Leggo ovunque di Animal Crossing: New Horizons. Soprattutto da Lorenzo. E se non avessi Doom Eternal pronto da iniziare avrei già premuto il bottone ordina su eBay per ricevere la Nintendo Switch Lite domani stesso. Non compro una console Nintendo dal GameCube, ma tra questo e Zelda mi piacerebbe molto poterci giocare.

Toccherà rimandare a un’altra vita. Per ora mi accontento dei racconti di chi ci sta giocando e condividendo la vita alternativa (e sa dio quanto ce ne sia bisogno) di un gioco pressoché infinito.

L’attesa non accenna a diminuire, siamo sospesi in attesa di buone nuove, o anche solo di nuove. Per chi come me lavora in grandi centri, sta aspettando di capire cosa accadrà dopo il 3 aprile e se tutta questa ondata di contagi e morte avrà finalmente il suo picco per poi iniziare a discendere.

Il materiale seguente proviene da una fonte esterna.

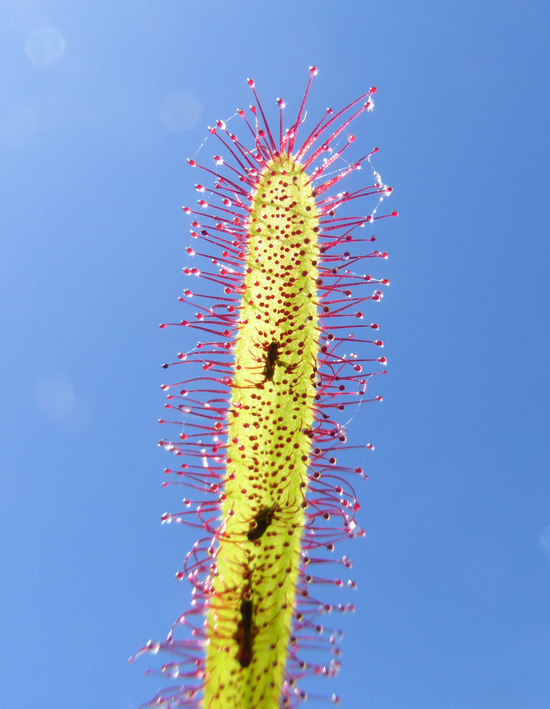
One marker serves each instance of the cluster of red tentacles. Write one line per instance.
(198, 403)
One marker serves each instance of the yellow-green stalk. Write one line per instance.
(260, 408)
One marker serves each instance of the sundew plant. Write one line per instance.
(260, 403)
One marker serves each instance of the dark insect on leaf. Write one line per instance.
(262, 521)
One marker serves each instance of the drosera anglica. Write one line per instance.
(285, 247)
(261, 522)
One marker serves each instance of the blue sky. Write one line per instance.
(100, 105)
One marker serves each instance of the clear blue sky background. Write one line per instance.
(100, 105)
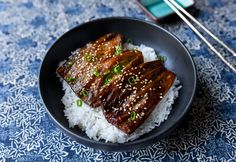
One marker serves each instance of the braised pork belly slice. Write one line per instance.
(134, 108)
(109, 71)
(84, 59)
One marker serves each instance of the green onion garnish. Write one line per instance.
(132, 80)
(162, 58)
(69, 63)
(79, 102)
(118, 50)
(129, 40)
(133, 115)
(95, 72)
(117, 69)
(88, 57)
(107, 80)
(70, 79)
(83, 93)
(107, 72)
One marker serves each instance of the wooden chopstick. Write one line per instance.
(175, 8)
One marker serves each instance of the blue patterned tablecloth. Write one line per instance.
(29, 28)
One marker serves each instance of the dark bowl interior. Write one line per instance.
(141, 32)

Ieri è stata giornata di spesa. Noemi si è immolata vestita da palombaro e penso avremo scorte a sufficienza per le prossime 3 settimane. Anche se d’ora in avanti frutta, verdura e carne le ordineremo dai negozi del paese che fortunatamente si sono attrezzati per la consegna casalinga.

In serata abbiamo tirato fuori un’edizione di Monopoli di 30 anni fa e ho ovviamente perduto per essere stato troppo conservativo.

Le sirene delle ambulanze sembrano essere diminuite oggi, o forse complice il vento (anche io mi sono addormentato tardissimo causa rumore) il loro suono non è arrivato alle nostre finestre.

Cerco di mantenere buona la tabella di marcia della giornata e rispettare tutte le mie routine, anzi ne ho introdotta una nuova ieri. Siccome mi stufo subito degli esercizi di cross-fit di Noemi, ho iniziato a camminare per casa. Ieri ho fatto 3 km e devo dire mi sono passati lisci come l’olio. Stasera si ripete.

Ecco una delle poche cose buone di questo isolamento doveroso è l’aver perso peso. Dall’inizio ad oggi sono già oltre 3kg abbondanti.

Qualcosa per cui rallegrarsi almeno un poco.